One of the things I've enjoyed is finding picture books to accompany our studies. We're a picture book loving family, and picture books provide yet another creative entrance into thinking about the lives of artists and musicians. There have been some lovely ones published in recent years, though I've been amused to see that we have a good selection to choose from for some artists (perhaps those considered more "kid-appropriate" or fascinating) and almost no choices for others. Case in point: finding any picture books or biographies of Manet for a first grader seems to be a nigh unto impossible task. But writers and illustrators for young children LOVE Mary Cassatt!
This month we're learning about Cassatt in art and Mozart in music. I thought I would briefly review the picture book Young Mozart, written and illustrated by Rachel Isadora.
We've known some of Isadora's other picture books about the ballet, and have always been impressed by her artwork. The pictures here are beautiful, as you can probably tell from the cover. I'm guessing they're watercolor: at any rate, she appears to use washes of color, a very light, almost pastel palette.

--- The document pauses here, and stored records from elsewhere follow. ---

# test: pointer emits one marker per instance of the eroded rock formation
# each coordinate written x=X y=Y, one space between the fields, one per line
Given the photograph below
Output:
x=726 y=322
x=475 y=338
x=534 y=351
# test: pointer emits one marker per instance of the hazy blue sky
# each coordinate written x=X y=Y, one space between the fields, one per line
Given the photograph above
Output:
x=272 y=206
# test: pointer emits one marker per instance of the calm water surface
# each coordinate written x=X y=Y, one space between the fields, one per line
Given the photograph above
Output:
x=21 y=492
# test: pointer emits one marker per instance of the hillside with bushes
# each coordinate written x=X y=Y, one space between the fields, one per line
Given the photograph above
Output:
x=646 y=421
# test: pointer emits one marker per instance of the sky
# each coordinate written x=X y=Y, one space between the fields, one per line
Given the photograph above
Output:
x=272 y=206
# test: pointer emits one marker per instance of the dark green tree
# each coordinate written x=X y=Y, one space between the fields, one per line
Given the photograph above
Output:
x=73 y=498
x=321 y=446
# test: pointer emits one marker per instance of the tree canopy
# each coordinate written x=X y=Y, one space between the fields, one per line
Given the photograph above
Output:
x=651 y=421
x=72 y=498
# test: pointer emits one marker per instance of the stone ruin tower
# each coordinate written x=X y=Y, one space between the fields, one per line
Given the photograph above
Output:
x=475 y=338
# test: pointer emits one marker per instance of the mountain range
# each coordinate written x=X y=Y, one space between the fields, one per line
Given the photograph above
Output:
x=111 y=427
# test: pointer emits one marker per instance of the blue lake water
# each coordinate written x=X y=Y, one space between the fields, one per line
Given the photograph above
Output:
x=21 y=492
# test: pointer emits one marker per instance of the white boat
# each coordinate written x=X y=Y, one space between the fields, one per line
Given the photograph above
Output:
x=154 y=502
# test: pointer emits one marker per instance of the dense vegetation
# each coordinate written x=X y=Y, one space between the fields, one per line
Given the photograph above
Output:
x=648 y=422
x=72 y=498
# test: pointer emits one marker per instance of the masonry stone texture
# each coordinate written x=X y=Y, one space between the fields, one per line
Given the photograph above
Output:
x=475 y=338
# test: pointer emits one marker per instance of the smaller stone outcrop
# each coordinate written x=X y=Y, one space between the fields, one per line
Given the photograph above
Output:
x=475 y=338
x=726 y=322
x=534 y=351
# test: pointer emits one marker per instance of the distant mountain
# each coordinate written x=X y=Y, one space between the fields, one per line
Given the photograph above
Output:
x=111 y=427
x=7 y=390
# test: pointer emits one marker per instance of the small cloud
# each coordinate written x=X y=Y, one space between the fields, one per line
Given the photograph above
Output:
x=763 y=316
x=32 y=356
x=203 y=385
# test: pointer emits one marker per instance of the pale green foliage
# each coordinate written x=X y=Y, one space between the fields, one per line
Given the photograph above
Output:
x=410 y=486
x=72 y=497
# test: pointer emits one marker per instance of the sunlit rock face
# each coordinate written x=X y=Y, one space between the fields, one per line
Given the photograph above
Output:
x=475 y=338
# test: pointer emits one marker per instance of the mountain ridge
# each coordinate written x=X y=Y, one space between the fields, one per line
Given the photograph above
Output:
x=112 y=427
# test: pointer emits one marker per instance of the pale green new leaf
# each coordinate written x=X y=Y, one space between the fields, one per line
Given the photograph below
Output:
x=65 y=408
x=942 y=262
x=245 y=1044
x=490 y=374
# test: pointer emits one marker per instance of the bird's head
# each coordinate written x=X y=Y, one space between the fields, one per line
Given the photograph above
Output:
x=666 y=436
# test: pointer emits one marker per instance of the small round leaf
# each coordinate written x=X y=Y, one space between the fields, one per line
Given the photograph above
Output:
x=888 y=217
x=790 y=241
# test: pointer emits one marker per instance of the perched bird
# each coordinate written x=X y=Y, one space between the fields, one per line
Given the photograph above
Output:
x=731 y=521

The visual details of clothes, hairstyles, rooms and instruments do a wonderful job of evoking Mozart's time period (the latter half of the 18th century: 1756-1791).
The text is also well-written. What I like most about this as a book for young children (say, 4-8 years old) is how much the text concentrates on Mozart's early childhood. Of course it continues the story into his adulthood and shares about how great a composer he becomes, but the emphasis stays consistently on details that would interest a young child. Isadora highlights how Mozart learned to write music before he could write words (a concept that fascinated my daughter) and how he and his father would play singing games at night before bedtime. She relays a wonderful scene in which little Mozart, with his child-sized violin, wants to join in and play with his father and some of his father's friends, who are making music on harpsichord and violin. Since Wolfgang had not yet taken any violin lessons, his father discouraged him, but one of the other adults, moved by the little boy's tears, invited him to go on and play. And of course he shocked them all by being able to play beautifully. He'd taught himself how to play the violin!

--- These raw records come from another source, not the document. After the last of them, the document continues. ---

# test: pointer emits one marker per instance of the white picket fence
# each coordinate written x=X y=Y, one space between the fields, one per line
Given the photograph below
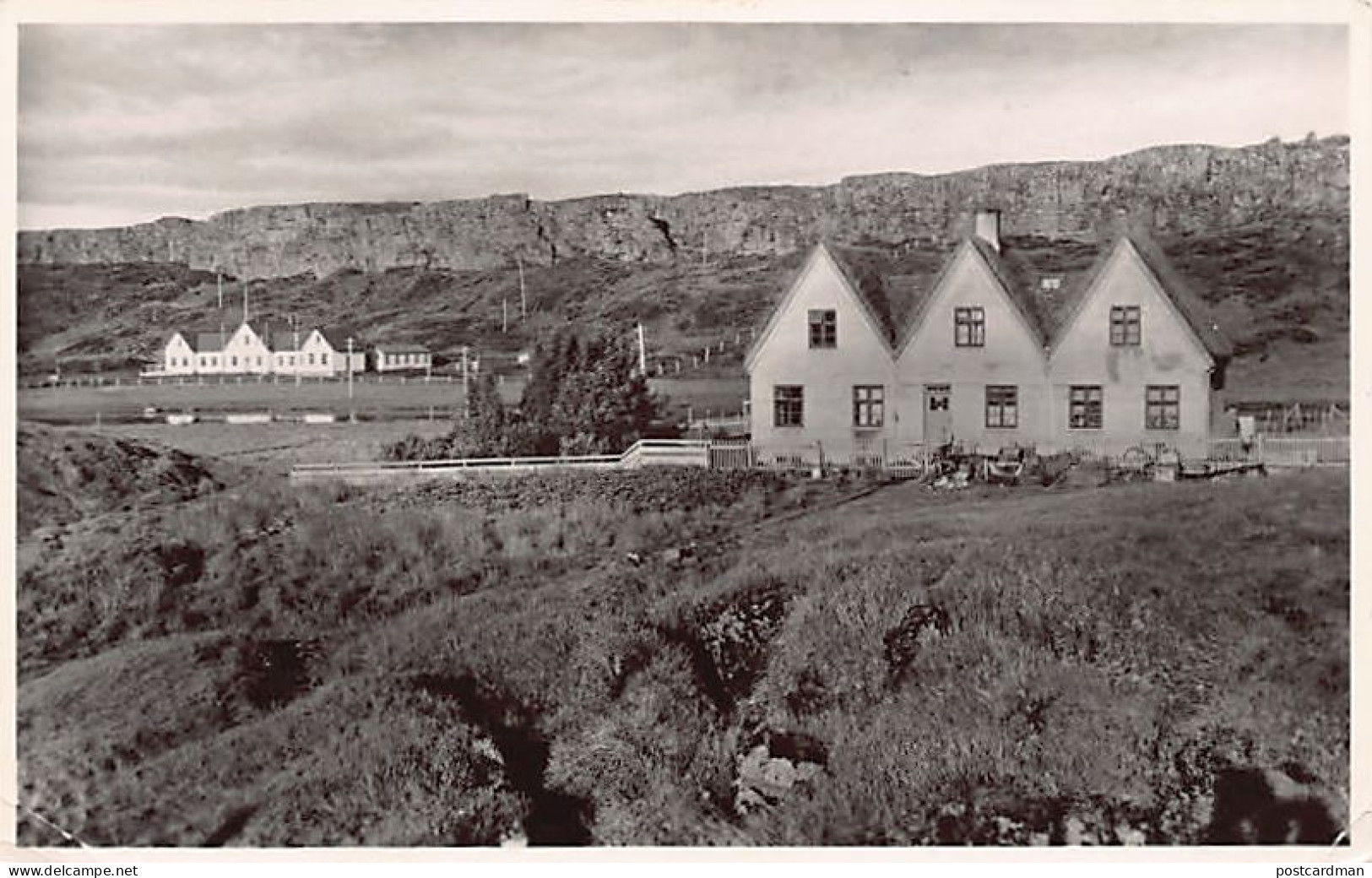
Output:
x=643 y=453
x=1284 y=450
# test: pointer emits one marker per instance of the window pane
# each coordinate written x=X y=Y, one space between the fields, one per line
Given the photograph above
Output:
x=823 y=328
x=788 y=405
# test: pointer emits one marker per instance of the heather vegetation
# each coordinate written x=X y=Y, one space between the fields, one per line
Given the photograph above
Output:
x=691 y=658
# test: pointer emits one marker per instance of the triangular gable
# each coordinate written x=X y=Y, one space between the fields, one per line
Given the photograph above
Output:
x=1125 y=247
x=984 y=254
x=818 y=256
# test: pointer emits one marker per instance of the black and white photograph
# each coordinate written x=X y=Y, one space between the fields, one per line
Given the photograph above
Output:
x=685 y=432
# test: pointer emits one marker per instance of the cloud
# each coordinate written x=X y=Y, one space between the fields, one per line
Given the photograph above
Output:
x=142 y=121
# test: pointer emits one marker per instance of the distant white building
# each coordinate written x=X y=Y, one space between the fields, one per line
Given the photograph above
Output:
x=261 y=350
x=391 y=357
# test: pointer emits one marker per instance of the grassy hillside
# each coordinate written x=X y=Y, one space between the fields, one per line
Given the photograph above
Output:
x=686 y=658
x=1279 y=287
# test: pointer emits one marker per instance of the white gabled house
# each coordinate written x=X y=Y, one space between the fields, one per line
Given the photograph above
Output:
x=179 y=355
x=401 y=357
x=263 y=349
x=1051 y=344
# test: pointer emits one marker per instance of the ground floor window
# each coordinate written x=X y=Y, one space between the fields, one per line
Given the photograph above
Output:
x=869 y=405
x=1163 y=406
x=1002 y=405
x=1086 y=405
x=788 y=405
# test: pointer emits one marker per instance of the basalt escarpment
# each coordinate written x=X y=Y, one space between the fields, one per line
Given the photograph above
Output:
x=1172 y=190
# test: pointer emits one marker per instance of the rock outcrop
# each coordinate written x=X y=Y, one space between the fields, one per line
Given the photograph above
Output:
x=1172 y=190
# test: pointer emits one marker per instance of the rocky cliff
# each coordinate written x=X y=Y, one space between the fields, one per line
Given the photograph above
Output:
x=1174 y=190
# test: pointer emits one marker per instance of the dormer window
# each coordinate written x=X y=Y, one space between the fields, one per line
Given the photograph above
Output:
x=823 y=328
x=970 y=327
x=1125 y=325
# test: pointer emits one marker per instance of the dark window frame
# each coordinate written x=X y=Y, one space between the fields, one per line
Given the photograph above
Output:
x=969 y=325
x=869 y=406
x=823 y=328
x=1163 y=406
x=1125 y=325
x=1002 y=406
x=1086 y=406
x=788 y=405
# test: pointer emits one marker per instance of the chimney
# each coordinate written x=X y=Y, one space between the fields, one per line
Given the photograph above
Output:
x=988 y=226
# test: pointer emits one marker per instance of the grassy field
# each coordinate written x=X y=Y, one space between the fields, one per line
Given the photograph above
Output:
x=380 y=399
x=279 y=446
x=684 y=658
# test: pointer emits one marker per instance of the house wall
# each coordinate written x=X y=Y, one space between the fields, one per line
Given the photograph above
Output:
x=1011 y=355
x=246 y=355
x=827 y=375
x=395 y=361
x=177 y=357
x=318 y=358
x=209 y=362
x=1168 y=355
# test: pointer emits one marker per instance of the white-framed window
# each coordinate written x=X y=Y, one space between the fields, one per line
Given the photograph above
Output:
x=1002 y=406
x=1125 y=325
x=869 y=405
x=1163 y=406
x=823 y=328
x=788 y=405
x=969 y=327
x=1086 y=406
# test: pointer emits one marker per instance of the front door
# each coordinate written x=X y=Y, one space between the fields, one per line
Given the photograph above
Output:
x=937 y=415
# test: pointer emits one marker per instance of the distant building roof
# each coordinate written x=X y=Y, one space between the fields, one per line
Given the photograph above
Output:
x=208 y=342
x=338 y=336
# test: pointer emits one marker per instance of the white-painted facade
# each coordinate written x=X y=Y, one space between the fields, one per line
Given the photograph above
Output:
x=998 y=388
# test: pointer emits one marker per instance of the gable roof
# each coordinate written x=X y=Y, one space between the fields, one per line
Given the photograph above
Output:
x=1194 y=309
x=209 y=342
x=402 y=347
x=895 y=287
x=338 y=336
x=862 y=280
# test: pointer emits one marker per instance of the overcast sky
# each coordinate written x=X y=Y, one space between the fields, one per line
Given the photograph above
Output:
x=127 y=124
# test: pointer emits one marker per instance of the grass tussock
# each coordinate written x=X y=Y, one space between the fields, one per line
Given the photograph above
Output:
x=544 y=658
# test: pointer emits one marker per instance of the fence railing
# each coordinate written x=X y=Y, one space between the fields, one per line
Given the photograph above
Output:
x=911 y=458
x=643 y=453
x=1284 y=450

Since Mozart was a child prodigy, composing and performing before audiences (even royal ones!) before he was seven, his story lends itself well to a children's biography. Not that most children will be able to relate personally to Mozart's genius, but they can relate to his growing love of music and to his desire to play it and write it. Most children have at least one special thing they too love to do (for my daughter right now, it's drawing). This book gave me an opportunity to introduce the words "prodigy" and "genius" to my six year old, but also to talk about giftedness in general...and how gifts are meant to be developed and shared.

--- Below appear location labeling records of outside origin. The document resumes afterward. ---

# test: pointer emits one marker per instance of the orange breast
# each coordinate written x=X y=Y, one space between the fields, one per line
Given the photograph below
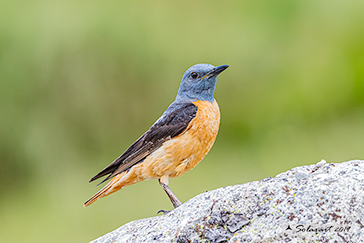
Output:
x=176 y=156
x=184 y=152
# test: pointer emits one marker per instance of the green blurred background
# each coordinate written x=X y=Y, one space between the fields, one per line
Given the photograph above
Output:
x=81 y=80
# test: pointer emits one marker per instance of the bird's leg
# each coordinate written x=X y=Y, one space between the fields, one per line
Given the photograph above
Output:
x=163 y=181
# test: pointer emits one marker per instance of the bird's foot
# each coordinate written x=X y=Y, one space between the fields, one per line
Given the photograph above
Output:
x=164 y=211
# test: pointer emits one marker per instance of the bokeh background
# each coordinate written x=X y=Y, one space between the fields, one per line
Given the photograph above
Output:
x=81 y=80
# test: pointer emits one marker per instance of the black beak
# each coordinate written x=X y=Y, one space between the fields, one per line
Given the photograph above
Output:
x=216 y=71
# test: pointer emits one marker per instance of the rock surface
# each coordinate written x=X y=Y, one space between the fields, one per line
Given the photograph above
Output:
x=316 y=203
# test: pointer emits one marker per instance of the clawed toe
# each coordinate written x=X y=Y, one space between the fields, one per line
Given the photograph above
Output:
x=163 y=211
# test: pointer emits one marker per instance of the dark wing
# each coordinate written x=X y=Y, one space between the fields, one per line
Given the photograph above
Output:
x=173 y=122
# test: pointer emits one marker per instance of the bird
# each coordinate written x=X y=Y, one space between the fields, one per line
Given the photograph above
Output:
x=175 y=143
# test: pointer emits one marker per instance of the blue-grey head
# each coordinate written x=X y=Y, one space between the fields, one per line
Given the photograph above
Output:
x=199 y=82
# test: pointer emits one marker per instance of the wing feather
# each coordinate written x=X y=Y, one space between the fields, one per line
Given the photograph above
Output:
x=173 y=122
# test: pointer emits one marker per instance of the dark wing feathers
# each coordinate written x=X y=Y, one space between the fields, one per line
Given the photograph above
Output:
x=173 y=122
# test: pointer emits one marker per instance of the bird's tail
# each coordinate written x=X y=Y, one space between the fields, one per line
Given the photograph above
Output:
x=109 y=188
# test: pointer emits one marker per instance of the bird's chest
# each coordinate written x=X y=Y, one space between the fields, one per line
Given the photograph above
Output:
x=205 y=126
x=182 y=153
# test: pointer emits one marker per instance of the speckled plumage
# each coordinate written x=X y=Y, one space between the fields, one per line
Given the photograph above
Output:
x=176 y=142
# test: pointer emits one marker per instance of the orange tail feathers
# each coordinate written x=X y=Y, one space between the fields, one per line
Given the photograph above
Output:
x=106 y=190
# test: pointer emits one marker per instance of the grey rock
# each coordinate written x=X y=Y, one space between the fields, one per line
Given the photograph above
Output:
x=315 y=203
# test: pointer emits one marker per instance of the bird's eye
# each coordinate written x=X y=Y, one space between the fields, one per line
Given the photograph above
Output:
x=194 y=75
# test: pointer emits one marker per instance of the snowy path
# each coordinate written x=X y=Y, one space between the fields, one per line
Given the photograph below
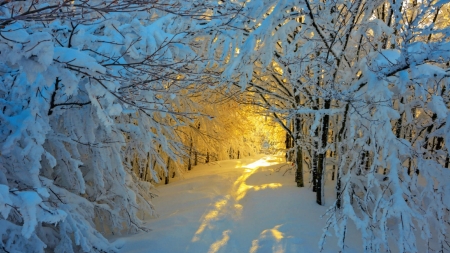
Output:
x=242 y=205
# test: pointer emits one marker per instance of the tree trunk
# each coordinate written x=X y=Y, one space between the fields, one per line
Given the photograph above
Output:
x=195 y=158
x=321 y=158
x=190 y=155
x=315 y=160
x=168 y=170
x=339 y=172
x=299 y=154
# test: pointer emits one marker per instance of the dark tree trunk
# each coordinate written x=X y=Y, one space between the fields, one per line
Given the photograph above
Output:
x=299 y=154
x=339 y=172
x=195 y=158
x=315 y=160
x=168 y=170
x=322 y=155
x=334 y=166
x=190 y=155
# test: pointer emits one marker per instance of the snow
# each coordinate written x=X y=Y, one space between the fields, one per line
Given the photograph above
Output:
x=245 y=205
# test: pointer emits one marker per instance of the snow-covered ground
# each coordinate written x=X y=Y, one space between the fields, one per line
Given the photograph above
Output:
x=244 y=205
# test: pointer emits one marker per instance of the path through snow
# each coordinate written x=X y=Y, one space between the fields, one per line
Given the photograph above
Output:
x=244 y=205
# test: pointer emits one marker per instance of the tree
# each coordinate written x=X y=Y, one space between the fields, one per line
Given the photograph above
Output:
x=89 y=91
x=376 y=72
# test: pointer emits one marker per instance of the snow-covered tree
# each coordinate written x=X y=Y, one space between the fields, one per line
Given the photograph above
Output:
x=86 y=87
x=374 y=77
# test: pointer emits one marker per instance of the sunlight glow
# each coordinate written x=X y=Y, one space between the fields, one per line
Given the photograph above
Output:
x=209 y=217
x=269 y=234
x=215 y=247
x=241 y=187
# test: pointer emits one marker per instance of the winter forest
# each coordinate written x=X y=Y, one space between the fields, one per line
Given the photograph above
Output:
x=102 y=101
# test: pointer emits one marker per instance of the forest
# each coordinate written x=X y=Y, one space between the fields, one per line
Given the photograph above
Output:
x=102 y=100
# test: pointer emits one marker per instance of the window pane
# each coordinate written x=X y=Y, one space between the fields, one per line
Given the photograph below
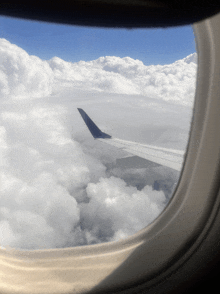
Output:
x=60 y=187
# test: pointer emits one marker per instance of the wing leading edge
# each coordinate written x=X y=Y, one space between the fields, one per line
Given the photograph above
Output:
x=168 y=157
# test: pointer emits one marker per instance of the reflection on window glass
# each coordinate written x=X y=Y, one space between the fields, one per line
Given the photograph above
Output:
x=60 y=187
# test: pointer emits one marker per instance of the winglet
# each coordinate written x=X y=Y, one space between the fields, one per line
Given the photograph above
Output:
x=94 y=130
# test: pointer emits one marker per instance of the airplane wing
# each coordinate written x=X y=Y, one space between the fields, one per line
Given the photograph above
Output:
x=168 y=157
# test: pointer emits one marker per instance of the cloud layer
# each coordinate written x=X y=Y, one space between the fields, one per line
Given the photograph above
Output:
x=59 y=187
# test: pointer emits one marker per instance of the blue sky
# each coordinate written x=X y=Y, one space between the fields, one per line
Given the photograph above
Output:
x=75 y=43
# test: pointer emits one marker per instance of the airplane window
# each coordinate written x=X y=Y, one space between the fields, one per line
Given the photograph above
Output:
x=94 y=126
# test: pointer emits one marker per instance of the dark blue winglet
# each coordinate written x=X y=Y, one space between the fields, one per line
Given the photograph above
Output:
x=95 y=131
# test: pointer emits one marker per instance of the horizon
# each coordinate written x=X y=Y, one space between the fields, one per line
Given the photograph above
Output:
x=77 y=43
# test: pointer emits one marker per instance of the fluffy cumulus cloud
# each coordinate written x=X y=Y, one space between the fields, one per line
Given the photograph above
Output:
x=22 y=75
x=61 y=188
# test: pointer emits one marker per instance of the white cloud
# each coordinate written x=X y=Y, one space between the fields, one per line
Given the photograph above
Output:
x=61 y=188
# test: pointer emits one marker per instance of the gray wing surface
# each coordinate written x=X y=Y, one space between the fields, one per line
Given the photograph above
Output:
x=167 y=157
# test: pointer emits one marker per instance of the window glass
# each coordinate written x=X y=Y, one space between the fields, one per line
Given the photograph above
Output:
x=60 y=187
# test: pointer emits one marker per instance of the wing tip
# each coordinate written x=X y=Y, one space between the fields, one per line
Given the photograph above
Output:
x=94 y=130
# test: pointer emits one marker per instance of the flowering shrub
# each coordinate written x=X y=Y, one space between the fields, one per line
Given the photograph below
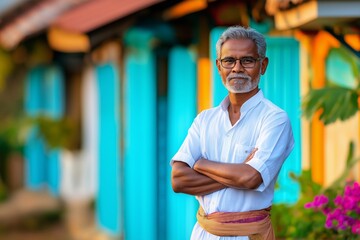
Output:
x=343 y=214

Anyone who has ever watched the film Amadeus knows that Mozart's personal life, as he grew older, was quite troubled and troubling. Isadora doesn't gloss over the fact that Mozart struggled with personal discipline (she mentions that he spends too much money, hence his need to keep teaching, giving concerts and composing) but she doesn't keep our focus there or on anything that would be inappropriate for young children. I don't see this as revising history as much as knowing one's audience. There will be time enough later for children to grow in their understanding that not all artists, even those endowed with tremendous gifts, are always morally upright or mistake free. My daughter already knows that all of us are sinners; she's beginning to learn that even people (and characters in stories) that we admire are not always perfect or necessarily good role models. Human struggles don't have to negate someone's gifts or our appreciation for how those gifts have touched us. And thankfully Mozart's gift of beautiful music has lasted long -- long after his very short life (he died at 35) came to an end.
Young Mozart is a thoughtful book to help a young child get to know more about Mozart's life and work. It's also a book that can open up fruitful conversations about gifts and giftedness.